In six to ten years from now, Kenyan universities may lack scholarly credibility on the international academic arena. I base my fear on the grounds that the same mediocrity of 100% transition to poor quality education in secondary will land students to universities who are least prepared to face the rigors of university education. To cut a long story short, with secondary schools already stretched resource-wise, and some teachers saying they are only teaching to get a salary and forgot matters pertaining quality, students who are delivered to universities and other tertiary institutions in future may be academically deficient of the qualifications and capacity for higher education pursuits on technical grounds

Consider that the same phenomenon in universities currently, they lack capitation, highly stretched, public universities forgot their key objectives of developing human capacity and development of new knowledge through research for national development, to mere peddlers of degrees at the cost of financial survival. Issues of quality has been replaced by the objective of getting high numbers of students just to stay afloat whether that degree is bogus or not. Reason? People have to be paid salaries and students crowded into lecture halls. In relation to this fact, hard as it may, unpopular as my stand may be, VCs of public universities must rise to the occasion and challenge the government to increase the fees paid by students in public universities. Students must not condemn university institutions for this quagmire, if it becomes a sad eventuality, otherwise they will get papers called degrees without content in the long term.

The general public should be aware that the pandemic of graft places entire government operations and social welfare projects such as education in peril. The loss of public resources to the gods of corruption is far beyond the minimum funds required to run public universities. This feasibly denies students the Godly chance to continue paying very little fees while keeping the universities afloat, thus, maintain the institutions’ capacities to provide quality education and undertake major research studies for the benefit of socio-economic, technological and scientific development for the nation called Kenya.

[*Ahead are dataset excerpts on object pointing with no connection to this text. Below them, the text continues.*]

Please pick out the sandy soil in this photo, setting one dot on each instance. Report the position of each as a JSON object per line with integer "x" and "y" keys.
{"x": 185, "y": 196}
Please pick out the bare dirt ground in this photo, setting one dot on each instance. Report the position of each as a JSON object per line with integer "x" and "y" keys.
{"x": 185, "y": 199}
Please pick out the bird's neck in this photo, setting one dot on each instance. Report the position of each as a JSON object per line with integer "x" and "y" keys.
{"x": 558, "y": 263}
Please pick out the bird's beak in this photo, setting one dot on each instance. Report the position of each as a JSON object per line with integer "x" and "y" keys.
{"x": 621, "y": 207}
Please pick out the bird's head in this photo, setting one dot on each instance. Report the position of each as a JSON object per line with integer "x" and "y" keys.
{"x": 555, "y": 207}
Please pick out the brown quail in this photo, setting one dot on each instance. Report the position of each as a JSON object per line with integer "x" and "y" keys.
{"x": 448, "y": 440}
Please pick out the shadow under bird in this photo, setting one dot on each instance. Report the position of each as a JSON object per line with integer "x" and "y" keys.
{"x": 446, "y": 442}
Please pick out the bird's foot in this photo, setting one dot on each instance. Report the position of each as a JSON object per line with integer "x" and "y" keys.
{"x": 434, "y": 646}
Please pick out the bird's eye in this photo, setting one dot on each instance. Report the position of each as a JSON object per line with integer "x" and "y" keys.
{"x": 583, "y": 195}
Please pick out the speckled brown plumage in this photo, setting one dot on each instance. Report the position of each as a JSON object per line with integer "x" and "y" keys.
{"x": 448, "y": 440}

If the government does not want to increase capitation to universities to adequate levels, then it either allows the VCs to increase fees or close the universities until when there is enough funds to meaningfully run them. That is where the general public will appreciate what mega scandals are causing them in tax losses that would have developed the education sector right from basic education to tertiary levels.

This is my argument, there is no need of producing large numbers of people with degrees who have no theoretical and practical understanding of what they have in a degree. This is due to poor educational foundation that is devoid of quality in the intellectual development of students through the public education system. This problem is compounded by inadequate resources due to under-funding to public learning institutions. It is better to be prudent and produce a less number of qualified human personnel with the capacity to drive forward the socioeconomic agenda of the country than a multitude of graduates who have no capacities for sucha noble national objective.

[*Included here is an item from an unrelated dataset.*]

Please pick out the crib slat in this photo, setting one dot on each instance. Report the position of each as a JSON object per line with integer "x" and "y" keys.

I therefore urge principles of secondary schools, and VCs of public universities, to seek legal ways to advance the cause of quality education by raising enough funds if the government is not willing line the coffers of public learning facilities and institutions with enough funds to meet their objectives as enshrined in Vision 2030 agenda, which is just 11 years away. That is not enough time of a century to keep expectations on the runway, and through action of quality education, that flight should be off without funding hitches and glitches.